Lorsque Jésus prononçait ces paroles il y a 2000 ans en Palestine, il n'a pas dû se faire que des amis. Certains scribes et pharisiens ont dû en prendre pour leur grade, eux les soi-disant maître es science de Dieu, eux qui avaient des explications sur tout, voilà que ce Rabbi de rien du tout leur envoie dire que les petits en savent plus qu'eux sur Dieu !

Et de nos jours ç'a n'a toujours pas changé. Aujourd'hui encore le petit est mal vu et décrié. Personne n'aime être petit, tous nous ne pensons qu'à une chose : monter, grandir, être plus grand et plus fort que le voisin :
     - l'adolescent a hâte de devenir adulte,
     - le manœuvre ne pense qu'à devenir ouvrier spécialisé,
     - celui qui a une moto, une voiture ou un ordinateur en veut un plus puissant et plus performant encore… etc… etc…

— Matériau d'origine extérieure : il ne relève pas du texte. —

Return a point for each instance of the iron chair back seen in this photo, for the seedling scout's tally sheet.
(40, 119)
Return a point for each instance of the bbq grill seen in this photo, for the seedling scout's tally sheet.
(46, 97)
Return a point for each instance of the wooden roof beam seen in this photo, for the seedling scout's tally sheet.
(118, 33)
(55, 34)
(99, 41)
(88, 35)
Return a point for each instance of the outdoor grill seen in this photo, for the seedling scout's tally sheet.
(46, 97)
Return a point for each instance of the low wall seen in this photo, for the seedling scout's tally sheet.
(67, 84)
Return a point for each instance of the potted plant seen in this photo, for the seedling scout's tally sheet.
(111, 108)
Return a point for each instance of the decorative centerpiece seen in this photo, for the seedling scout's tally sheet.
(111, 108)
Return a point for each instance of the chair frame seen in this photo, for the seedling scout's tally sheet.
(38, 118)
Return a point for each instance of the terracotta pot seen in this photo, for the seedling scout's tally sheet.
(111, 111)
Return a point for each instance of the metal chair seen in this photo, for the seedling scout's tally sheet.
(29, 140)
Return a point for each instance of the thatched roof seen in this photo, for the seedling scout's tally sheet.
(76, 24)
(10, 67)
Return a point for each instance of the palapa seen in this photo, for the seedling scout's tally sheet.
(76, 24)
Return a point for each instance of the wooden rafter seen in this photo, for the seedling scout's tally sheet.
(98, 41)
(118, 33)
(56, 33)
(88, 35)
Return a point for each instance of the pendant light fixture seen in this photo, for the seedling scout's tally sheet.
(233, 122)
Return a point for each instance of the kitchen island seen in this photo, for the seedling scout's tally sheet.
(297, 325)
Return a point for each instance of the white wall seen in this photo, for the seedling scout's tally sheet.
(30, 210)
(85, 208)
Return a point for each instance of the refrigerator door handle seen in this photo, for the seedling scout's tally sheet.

Les publicités à la radio ou à la TV insistent d'ailleurs fortement là-dessus et enfoncent le clou : être le meilleur, le plus grand, le plus fort, épater les autres. Seulement voilà, le revers de la médaille, quant on a tout on ne sait plus de quoi on pourrait encore avoir besoin, en tout cas pas besoin de Dieu ! Quand on est trop plein de soi-même, trop imbu de sa valeur, trop orgueilleux, il n'y a plus de place pour rien d'autre que pour soi-même, c-à-d pour du vide et pour du creux.
Et les petits là-dedans ? Et bien justement eux ils savent qu'ils ont besoin de tout, qu'ils n'ont rien, ils sont pauvres d'avoir, de savoir et de pouvoir et ils sont là tendus vers celui qui peut tout leur donner, ils sont là réceptifs à tout ce qui va venir.

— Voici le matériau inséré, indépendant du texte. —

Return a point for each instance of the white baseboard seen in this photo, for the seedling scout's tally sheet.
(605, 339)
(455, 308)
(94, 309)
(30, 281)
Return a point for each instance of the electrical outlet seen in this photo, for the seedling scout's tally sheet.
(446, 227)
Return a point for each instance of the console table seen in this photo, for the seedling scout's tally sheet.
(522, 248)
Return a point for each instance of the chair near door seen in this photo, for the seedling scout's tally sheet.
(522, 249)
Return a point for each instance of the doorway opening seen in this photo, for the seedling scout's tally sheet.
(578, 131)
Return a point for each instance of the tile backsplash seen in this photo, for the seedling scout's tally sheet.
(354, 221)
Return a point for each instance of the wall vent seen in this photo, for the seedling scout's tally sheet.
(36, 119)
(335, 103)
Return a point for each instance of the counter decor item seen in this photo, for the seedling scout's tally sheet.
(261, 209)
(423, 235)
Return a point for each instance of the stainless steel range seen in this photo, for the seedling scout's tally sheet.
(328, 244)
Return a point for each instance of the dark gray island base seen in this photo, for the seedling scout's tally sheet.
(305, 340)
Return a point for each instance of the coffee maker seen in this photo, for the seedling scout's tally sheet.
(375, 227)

Et la première chose sur laquelle ces petits peuvent compter c'est sur l'amour de Dieu, sur sa tendresse pour l'homme le plus démuni, le plus petit, le plus pécheur ! Dieu ne nous donne pas parce que nous sommes des gens biens, pleins de mérites et de bonnes actions, des gens parfaits et même " plus que parfait "… Dieu nous aime gratuitement, tels que nous sommes, sans qu'il y ait le moindre mérite de notre part. Dieu adore d'ailleurs donner, répandre, combler. Et ça l'enfant le comprend, il le sent. Un petit c'est celui qui se jette sans l'ombre d'une hésitation dans les bras que lui tend son père sans se poser de questions s'il en est digne ou non. Il laisse parler l'élan de son cœur.

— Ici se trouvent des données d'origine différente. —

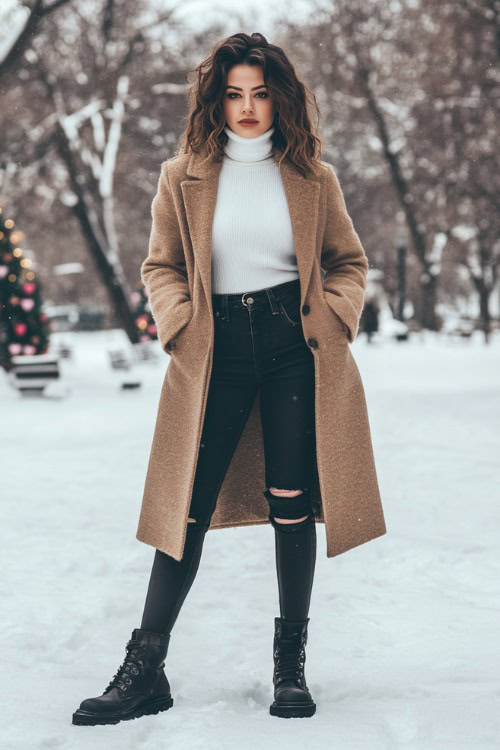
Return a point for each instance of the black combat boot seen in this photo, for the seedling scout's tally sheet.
(291, 695)
(139, 687)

Et c'est à cela que Jésus nous invite aujourd'hui, être des petits qui se jettent dans ses bras et cela surtout lorsque notre peine est trop lourde, notre souci trop grand, notre fardeau trop écrasant : " Venez à moi, vous tous qui peinez sous le poids du fardeau, et moi je vous procurerai du repos ". Alors avec le même élan que l'enfant allons vers lui et il nous apprendra à être comme lui " doux et humble de cœur ", il rendra notre fardeau léger et le joug de nos obligations, de nos échecs et de nos peines plus facile à porter.

Et bien oui, rendons grâce aujourd'hui à Dieu d'avoir fait comprendre cela à ces petits que nous sommes. Du fond de notre cœur redisons-lui ce très beau chant que nous connaissons sûrement :
     Garde-nous tout petits devant ta face
     Simples et purs comme un ruisseau
     Garde-nous tout petits devant nos frères
     et disponibles comme une eau.

Si nous voulons vraiment être disciples du Christ, plutôt que de rêver à parader, à écraser, à en mettre plein la vue aux autres, essayons, chaque jour, de devenir comme lui " doux et humbles de cœur ". Mettons-nous à son école, car c'est celle de la liberté et du véritable amour.